突然!王昆止步之间,脸上挂起了一脸茫然这四个字,目瞪口呆,仿佛一道闪电突然之间划过眼前。
“它叫玉宁箫对吧?它陪了你这么多年,想必也有过与你共睹噩梦的那一刻吧?”廖云问道,这时候已经走到了芗兰身边。
就在廖云犹豫之间,王灵襄的一个眼神给了他勇气,让他迈出了那一步,走到了她的身旁。
众人好奇廖云的身影为何来得那么突然,也好奇廖云为什么要这么做,因为所有人都在焦急,谁才是那个有资格给她安慰的人。

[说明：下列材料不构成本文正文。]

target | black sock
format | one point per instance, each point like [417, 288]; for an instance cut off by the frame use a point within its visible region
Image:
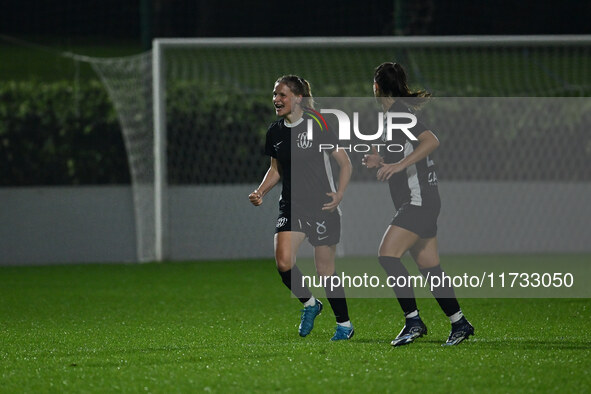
[294, 276]
[444, 294]
[406, 295]
[337, 300]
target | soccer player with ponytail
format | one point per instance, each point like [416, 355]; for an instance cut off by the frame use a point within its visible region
[413, 187]
[309, 204]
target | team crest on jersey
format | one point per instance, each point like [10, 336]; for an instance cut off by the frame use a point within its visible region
[303, 141]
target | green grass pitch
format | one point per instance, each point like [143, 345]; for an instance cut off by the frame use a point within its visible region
[230, 326]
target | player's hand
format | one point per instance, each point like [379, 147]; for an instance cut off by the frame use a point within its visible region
[256, 198]
[332, 205]
[372, 160]
[387, 170]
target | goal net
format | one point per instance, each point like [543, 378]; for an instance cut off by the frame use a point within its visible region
[194, 114]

“你走开,不许看着我。”芗兰拒绝道,突然伸出手擦拭着眼泪,轻轻摸着那娇嫩的脸皮。
“我喜欢你…手里的萧,以及从嘴里吹出来的箫声,因为只有你才能够让我投入那场梦境,也只有你才有资格触及我的内心,所以——你明白我的意思吗?”廖云说道,很是深情,脸庞划过一丝严肃。

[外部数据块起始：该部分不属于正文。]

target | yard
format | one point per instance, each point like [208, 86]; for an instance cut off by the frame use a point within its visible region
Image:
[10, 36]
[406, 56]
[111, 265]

“别一本正经的,说重点。”芗兰回道,有点小淘气了,还在不停地在整理她的眉毛。
“意思就是,请你不要再哭了。”廖云明示道,忽然一头雾水,真不知还如何安慰下去了。
“我没有哭,是它要哭,我也没办法啊。”芗兰并不承认她刚才是在哭泣,因为她有个充分的理由,那就是——这只能说是落泪。
芗兰并不想在廖云面前显得很脆弱,因为那样会被他欺负。
“那你转过身来,我来好好调教它,让它不再给你丢脸了。”廖云说道,一本正经的逗乐着,脸上挂起了一丝微笑。
“你…不理你了……”芗兰转过身来发怒道,哼着一嘟嘴,突然又转过身去了。
此刻的芗兰,被廖云哄得哭笑不得,也不知是什么力量,竟然将她心里的不愉快通通给化解掉了。